Tuesday, January 22, 2019

What about metal allergy in joint replacement?

Metal Hypersensitivity in Total Joint Arthroplasty 

These authors thoroughly reviewed the topic of metal allergy in joint replacement.

They found that 

» Metal hypersensitivity has been reported in various case reports and cohort studies. Type-IV (delayed-type) hypersensitivity to various implant metals, most frequently nickel, has been implicated in the pathogenesis of metal hypersensitivity.

» Currently, there are no guidelines for addressing suspected or known metal allergy preoperatively and there is no evidence-based support for either preoperative testing or routine use of hypoallergenic implants.

» Multiple diagnostic modalities are available for the workup of suspected metal hypersensitivity; the 2 most common are patch testing and lymphocyte transformation testing. However, the ability of these tests to diagnose disease and predict outcomes has not yet been demonstrated.

They concluded that there are no guidelines for addressing suspected or known metal allergy preoperatively and there is no evidence based support for either preoperative testing or routine use of hypoallergenic implants. Multiple diagnostic modalities are available for the workup of suspected metal hypersensitivity; however, the ability of these tests to diagnose disease and predict outcomes has not yet been elucidated.

A variety of hypoallergenic implants are available; however, no evidence-based guidelines exist for their use.

Comment: Here is some related information from a prior blog post

Shoulder arthroplasty in the patient with metal hypersensitivity

While a number of case reports have implicated metallic implants as a source of local and systemic allergic reactions, the link between metal hypersensitivity and poorly functioning or failing implants remains uncertain.  Based on their review, these authors recommend a cautious approach to patients with a history of metal hypersensitivity. In such patients they recommend a metallic implant with low to no nickel content. The fact is that the hard cobalt chrome components (from which humeral heads and glenospheres are commonly made) have nickel and the softer titanium components (from which humeral stems are commonly made) do not.


They conclude that (1) the role of metal hypersensitivity in poorly functioning or failing implants remains uncertain, (2) there is no conclusive evidence supporting the positive or negative predictive value of dermal patch testing preoperatively, (3) there is also no consensus on the best preoperative testing modality, (4) there are multiple studies that suggest an association (but not direct causality) between metal hypersensitivity and early implant failure as well as documented dermal manifestations after implantation in patients with metal sensitivities. 

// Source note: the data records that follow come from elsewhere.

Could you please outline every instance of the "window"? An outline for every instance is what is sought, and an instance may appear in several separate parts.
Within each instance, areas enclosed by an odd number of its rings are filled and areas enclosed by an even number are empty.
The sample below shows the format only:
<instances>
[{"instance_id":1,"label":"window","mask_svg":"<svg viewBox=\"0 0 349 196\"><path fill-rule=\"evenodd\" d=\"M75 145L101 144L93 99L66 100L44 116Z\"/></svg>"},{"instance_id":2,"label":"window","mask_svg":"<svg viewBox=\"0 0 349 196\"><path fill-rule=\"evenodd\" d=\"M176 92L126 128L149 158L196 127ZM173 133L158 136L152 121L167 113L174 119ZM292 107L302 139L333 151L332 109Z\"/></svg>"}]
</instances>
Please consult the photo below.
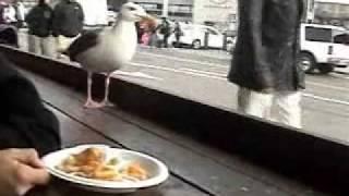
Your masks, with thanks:
<instances>
[{"instance_id":1,"label":"window","mask_svg":"<svg viewBox=\"0 0 349 196\"><path fill-rule=\"evenodd\" d=\"M218 33L214 29L210 29L210 28L205 28L205 30L208 32L208 34L212 34L212 35L218 35Z\"/></svg>"},{"instance_id":2,"label":"window","mask_svg":"<svg viewBox=\"0 0 349 196\"><path fill-rule=\"evenodd\" d=\"M310 41L332 42L332 29L305 27L305 39Z\"/></svg>"}]
</instances>

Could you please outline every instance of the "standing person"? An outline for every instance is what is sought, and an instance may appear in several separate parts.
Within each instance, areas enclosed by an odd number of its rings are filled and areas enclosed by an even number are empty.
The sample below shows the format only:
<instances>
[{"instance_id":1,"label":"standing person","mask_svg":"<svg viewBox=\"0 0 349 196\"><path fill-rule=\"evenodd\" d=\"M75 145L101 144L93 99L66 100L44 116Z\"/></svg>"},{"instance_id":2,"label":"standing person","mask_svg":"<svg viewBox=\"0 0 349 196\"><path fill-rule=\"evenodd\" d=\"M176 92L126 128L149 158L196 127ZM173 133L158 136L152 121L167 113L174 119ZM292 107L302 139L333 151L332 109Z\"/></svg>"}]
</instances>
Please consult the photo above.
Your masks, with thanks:
<instances>
[{"instance_id":1,"label":"standing person","mask_svg":"<svg viewBox=\"0 0 349 196\"><path fill-rule=\"evenodd\" d=\"M47 1L38 0L25 19L28 24L28 45L31 52L55 58L55 42L51 37L53 11Z\"/></svg>"},{"instance_id":2,"label":"standing person","mask_svg":"<svg viewBox=\"0 0 349 196\"><path fill-rule=\"evenodd\" d=\"M0 91L0 195L24 195L49 181L39 157L60 148L59 124L34 85L2 54Z\"/></svg>"},{"instance_id":3,"label":"standing person","mask_svg":"<svg viewBox=\"0 0 349 196\"><path fill-rule=\"evenodd\" d=\"M181 28L181 25L179 24L179 22L174 23L173 34L176 37L176 47L180 47L180 45L181 45L180 39L181 39L181 36L183 36L183 32L182 32L182 28Z\"/></svg>"},{"instance_id":4,"label":"standing person","mask_svg":"<svg viewBox=\"0 0 349 196\"><path fill-rule=\"evenodd\" d=\"M1 16L2 16L3 24L16 26L16 23L17 23L17 20L15 17L16 13L12 3L3 3L1 9L2 9Z\"/></svg>"},{"instance_id":5,"label":"standing person","mask_svg":"<svg viewBox=\"0 0 349 196\"><path fill-rule=\"evenodd\" d=\"M34 148L43 156L60 148L57 118L43 105L33 83L2 54L0 91L0 150Z\"/></svg>"},{"instance_id":6,"label":"standing person","mask_svg":"<svg viewBox=\"0 0 349 196\"><path fill-rule=\"evenodd\" d=\"M25 8L22 0L15 0L14 3L15 9L15 19L17 20L16 27L22 28L25 20Z\"/></svg>"},{"instance_id":7,"label":"standing person","mask_svg":"<svg viewBox=\"0 0 349 196\"><path fill-rule=\"evenodd\" d=\"M61 0L53 10L53 36L57 37L58 58L82 33L83 8L76 0Z\"/></svg>"},{"instance_id":8,"label":"standing person","mask_svg":"<svg viewBox=\"0 0 349 196\"><path fill-rule=\"evenodd\" d=\"M171 27L170 27L170 23L167 21L166 17L163 17L163 22L161 24L157 27L160 32L160 34L164 36L163 38L163 46L165 48L168 47L168 38L171 35Z\"/></svg>"},{"instance_id":9,"label":"standing person","mask_svg":"<svg viewBox=\"0 0 349 196\"><path fill-rule=\"evenodd\" d=\"M302 0L239 0L239 30L228 79L239 86L238 110L301 127L304 74L298 66Z\"/></svg>"}]
</instances>

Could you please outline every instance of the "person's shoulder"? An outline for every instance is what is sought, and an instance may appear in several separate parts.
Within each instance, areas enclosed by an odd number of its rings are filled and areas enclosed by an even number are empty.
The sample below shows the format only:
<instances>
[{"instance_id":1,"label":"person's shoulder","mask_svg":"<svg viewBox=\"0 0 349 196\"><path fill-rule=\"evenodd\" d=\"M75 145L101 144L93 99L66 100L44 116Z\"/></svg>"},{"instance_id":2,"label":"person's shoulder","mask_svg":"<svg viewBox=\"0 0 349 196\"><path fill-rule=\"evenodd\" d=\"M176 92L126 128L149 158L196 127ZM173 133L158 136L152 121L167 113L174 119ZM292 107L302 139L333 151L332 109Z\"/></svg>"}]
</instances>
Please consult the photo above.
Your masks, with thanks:
<instances>
[{"instance_id":1,"label":"person's shoulder","mask_svg":"<svg viewBox=\"0 0 349 196\"><path fill-rule=\"evenodd\" d=\"M20 75L20 73L14 69L12 62L10 62L2 53L0 53L0 84Z\"/></svg>"}]
</instances>

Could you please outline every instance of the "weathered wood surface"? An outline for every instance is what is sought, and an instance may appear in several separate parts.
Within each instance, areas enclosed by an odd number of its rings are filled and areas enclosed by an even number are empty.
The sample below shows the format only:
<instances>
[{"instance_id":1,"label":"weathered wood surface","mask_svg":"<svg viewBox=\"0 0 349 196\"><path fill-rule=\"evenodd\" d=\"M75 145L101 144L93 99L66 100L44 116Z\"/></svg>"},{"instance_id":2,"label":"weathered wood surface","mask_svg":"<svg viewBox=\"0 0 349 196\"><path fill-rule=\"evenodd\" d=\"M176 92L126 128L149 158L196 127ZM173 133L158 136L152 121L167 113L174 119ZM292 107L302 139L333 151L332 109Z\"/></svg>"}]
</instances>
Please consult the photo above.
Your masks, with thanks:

Rather than using skin patch testing (as recommended by some), these authors advocate the use of an implant system  that does not contain nickel in any patient with a history that elicits concern for cutaneous metal hypersensitivity. In patients with a failed TSA, they recommend patch testing once infection and mechanical failure have been ruled out.

The great majority of head prostheses are made of chrome cobalt for a reason. The long term effects of using titanium rather than cobalt chrome heads remains to be determined.

This review prompts consideration of a recent post:

Females with Unexplained Joint Pain Following Total Joint Arthroplasty Exhibit a Higher Rate and Severity of Hypersensitivity to Implant Metals Compared with Males Implications of Sex-Based Bioreactivity Differences 

It has been reported that the prevalence of metal hypersensitivity in 10% of the general population, in 20% of people with well-performing implants, and in 60% of those with failing implants (Metal sensitivity in patients with orthopaedic implants. J Bone Joint Surg Am. 2001 Mar;83(3):428-36.).

These authors conducted a retrospective study of the rates and levels of metal sensitization in a selected group of 1,038 male and 1,575 female subjects with idiopathic joint pain following total joint arthroplasty (TJA) who were referred for sensitivity testing for cobalt, chromium and nickel.

A “no pain” control group consisted of age-matched control subjects who were tested prior to TJA implantation and had no reported history of metal allergy (n = 318).

Females demonstrated a significantly higher rate and severity of metal sensitization compared with males (median lymphocyte stimulation index (SI) among males was 2.8 (mean, 5.4; 95% confidence interval [CI], 4.9 to 6.0) compared with 3.5 (mean, 8.2; 95% CI, 7.4 to 9.0) among females (p < 0.05). Forty-nine percent of females had an SI equal to or greater than 4 (reactive) compared with 38% of males, and the implant-related level of pain was also significantly (p < 0.0001) higher among females (mean, 6.8; 95% CI, 6.6 to 6.9) compared with males (mean, 6.1; 95% CI, 6.0 to 6.3).

Interestingly, a positive sensitivity test was much more common than a positive self-reported history.

While the patients with painful joints had higher mean simulation indices, many had values in the normal range.





Here's another related post:

What Role Does Metal Hypersensitivity Play in Implant Complications?


The place of metal sensitivity testing in the evaluation of the painful arthroplasty, the cause/effect relationship of metal sensitivity to implant failure, and the success of revision to implants with different material compositions remain to be determined. In cases of suspected metal allergy it is important to exclude the possibility of a stealth infection from Propionibacterium, which may produce similar symptoms.